WASHINGTON, D.C. – Congresswoman Eleanor Holmes Norton (D-DC) announced today she has introduced the District of Columbia Courts Home Rule Act, which would give the Council of the District of Columbia authority over the jurisdiction and organization of the local D.C. courts. The 1973 Home Rule Act expressly prohibits D.C. from enacting any law with respect to any provision of the D.C. Code that relates to the local jurisdiction and organization of the D.C. courts. Congress can correct this provision by amending the Home Rule Act, even before the District becomes the 51st state. This is the third bill Norton has introduced this Congress to improve the local D.C. courts, including a bill to expedite appointments for local D.C. judges and a bill to ban discrimination against LGBTQ jurors in the local D.C. courts.

"Forty-six years after passage of the Home Rule Act, matters involving the D.C. courts almost never come to Congress, and Congress knows virtually nothing about the District's courts – and could not care less," Norton said. "The District has never had authority over its local courts, even when it was responsible for paying for their operations. As the duly-elected and accountable government of the District, the D.C. Council is irresponsibly left on the sidelines while Congress remains the entity charged with correcting flaws in the local D.C. courts.

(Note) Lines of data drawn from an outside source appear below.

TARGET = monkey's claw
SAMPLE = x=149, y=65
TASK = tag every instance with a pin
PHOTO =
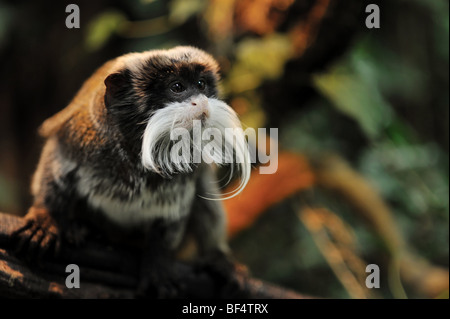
x=39, y=236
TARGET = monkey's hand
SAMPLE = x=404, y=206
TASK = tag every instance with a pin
x=39, y=235
x=223, y=269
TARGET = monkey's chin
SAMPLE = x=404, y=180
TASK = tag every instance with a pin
x=179, y=137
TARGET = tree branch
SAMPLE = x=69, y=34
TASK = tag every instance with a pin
x=105, y=272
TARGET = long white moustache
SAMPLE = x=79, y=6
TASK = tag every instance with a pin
x=160, y=153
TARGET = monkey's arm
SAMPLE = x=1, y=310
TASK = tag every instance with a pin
x=53, y=191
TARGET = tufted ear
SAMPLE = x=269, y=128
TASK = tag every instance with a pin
x=118, y=87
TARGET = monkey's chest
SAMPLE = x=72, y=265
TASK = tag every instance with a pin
x=130, y=207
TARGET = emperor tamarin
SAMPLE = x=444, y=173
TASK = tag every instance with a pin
x=108, y=160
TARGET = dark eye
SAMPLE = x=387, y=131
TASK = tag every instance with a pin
x=177, y=87
x=201, y=85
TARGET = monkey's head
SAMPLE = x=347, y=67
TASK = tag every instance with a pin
x=160, y=100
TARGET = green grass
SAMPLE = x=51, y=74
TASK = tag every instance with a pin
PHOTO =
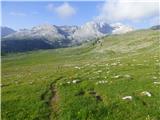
x=27, y=78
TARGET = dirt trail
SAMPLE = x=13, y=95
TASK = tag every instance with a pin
x=54, y=100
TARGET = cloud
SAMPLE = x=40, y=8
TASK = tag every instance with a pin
x=17, y=14
x=118, y=10
x=64, y=11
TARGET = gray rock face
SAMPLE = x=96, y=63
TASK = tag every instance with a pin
x=51, y=36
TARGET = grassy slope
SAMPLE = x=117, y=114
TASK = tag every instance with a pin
x=26, y=79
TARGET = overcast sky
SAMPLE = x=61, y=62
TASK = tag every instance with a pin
x=139, y=14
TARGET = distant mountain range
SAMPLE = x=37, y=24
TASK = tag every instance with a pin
x=51, y=36
x=6, y=31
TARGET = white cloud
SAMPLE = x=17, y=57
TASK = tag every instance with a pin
x=17, y=14
x=117, y=10
x=64, y=11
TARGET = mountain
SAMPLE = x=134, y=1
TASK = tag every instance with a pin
x=119, y=28
x=156, y=27
x=91, y=30
x=51, y=36
x=6, y=31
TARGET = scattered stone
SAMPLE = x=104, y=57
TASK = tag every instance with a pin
x=80, y=93
x=92, y=92
x=99, y=71
x=31, y=83
x=146, y=93
x=154, y=77
x=75, y=81
x=127, y=76
x=117, y=76
x=127, y=98
x=76, y=67
x=101, y=82
x=114, y=64
x=157, y=83
x=68, y=82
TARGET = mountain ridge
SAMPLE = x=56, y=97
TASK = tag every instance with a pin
x=59, y=36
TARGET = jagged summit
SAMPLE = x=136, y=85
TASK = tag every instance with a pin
x=60, y=36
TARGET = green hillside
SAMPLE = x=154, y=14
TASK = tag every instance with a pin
x=87, y=82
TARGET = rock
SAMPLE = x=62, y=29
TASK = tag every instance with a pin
x=76, y=67
x=117, y=76
x=75, y=81
x=68, y=82
x=98, y=98
x=156, y=83
x=154, y=77
x=101, y=82
x=127, y=98
x=146, y=93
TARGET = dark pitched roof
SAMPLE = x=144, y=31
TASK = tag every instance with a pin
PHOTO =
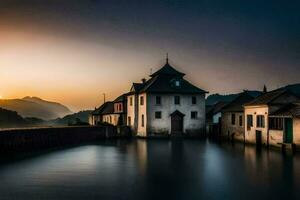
x=294, y=88
x=214, y=109
x=120, y=98
x=106, y=108
x=237, y=104
x=267, y=98
x=164, y=83
x=292, y=109
x=98, y=111
x=168, y=70
x=177, y=112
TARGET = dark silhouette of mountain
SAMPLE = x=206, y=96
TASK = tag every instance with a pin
x=35, y=107
x=215, y=98
x=81, y=117
x=11, y=119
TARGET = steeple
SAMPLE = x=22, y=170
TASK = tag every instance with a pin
x=265, y=89
x=167, y=59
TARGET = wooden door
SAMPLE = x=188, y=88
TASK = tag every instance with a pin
x=176, y=124
x=258, y=139
x=288, y=130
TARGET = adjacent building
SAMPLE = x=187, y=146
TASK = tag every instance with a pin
x=213, y=118
x=284, y=125
x=233, y=120
x=166, y=104
x=263, y=124
x=114, y=112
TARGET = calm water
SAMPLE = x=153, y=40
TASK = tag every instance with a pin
x=153, y=169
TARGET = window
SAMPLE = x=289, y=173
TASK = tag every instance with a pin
x=194, y=114
x=260, y=121
x=142, y=100
x=158, y=115
x=143, y=121
x=158, y=100
x=177, y=100
x=276, y=123
x=194, y=100
x=241, y=120
x=129, y=121
x=233, y=119
x=249, y=121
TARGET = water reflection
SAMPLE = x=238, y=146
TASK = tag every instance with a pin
x=153, y=169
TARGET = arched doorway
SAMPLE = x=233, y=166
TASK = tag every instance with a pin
x=177, y=123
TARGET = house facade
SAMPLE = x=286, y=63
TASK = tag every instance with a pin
x=284, y=125
x=262, y=126
x=233, y=121
x=166, y=104
x=114, y=112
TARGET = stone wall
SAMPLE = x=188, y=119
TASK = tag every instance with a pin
x=34, y=139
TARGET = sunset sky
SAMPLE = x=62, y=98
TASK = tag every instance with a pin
x=73, y=51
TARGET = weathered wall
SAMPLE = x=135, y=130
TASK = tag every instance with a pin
x=142, y=110
x=167, y=107
x=132, y=112
x=35, y=139
x=250, y=135
x=275, y=137
x=230, y=131
x=111, y=119
x=95, y=119
x=296, y=131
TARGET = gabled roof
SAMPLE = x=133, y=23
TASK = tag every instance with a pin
x=99, y=111
x=292, y=109
x=120, y=98
x=167, y=69
x=216, y=108
x=268, y=98
x=164, y=83
x=237, y=104
x=108, y=108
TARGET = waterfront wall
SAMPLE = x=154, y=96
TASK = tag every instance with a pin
x=34, y=139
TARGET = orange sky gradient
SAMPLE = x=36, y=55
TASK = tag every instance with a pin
x=70, y=61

My bill would correct this wrong and increase democratic self-government for the District."

Under the Home Rule Act, the D.C. Council has no authority to "enact any act, resolution, or rule with respect to any provision of title 11 of the District of Columbia Code (relating to organization and jurisdiction of the District of Columbia courts)."

In 1997, under the National Capital Revitalization and Self-Government Improvement Act, the federal government assumed the costs for several state-level functions (including the courts, over which it has always had sole jurisdiction). This bill would not affect the authority of the President to nominate, or the Senate to confirm, local D.C. judges, which has been within their purview since the creation of the District's modern local court system in 1970.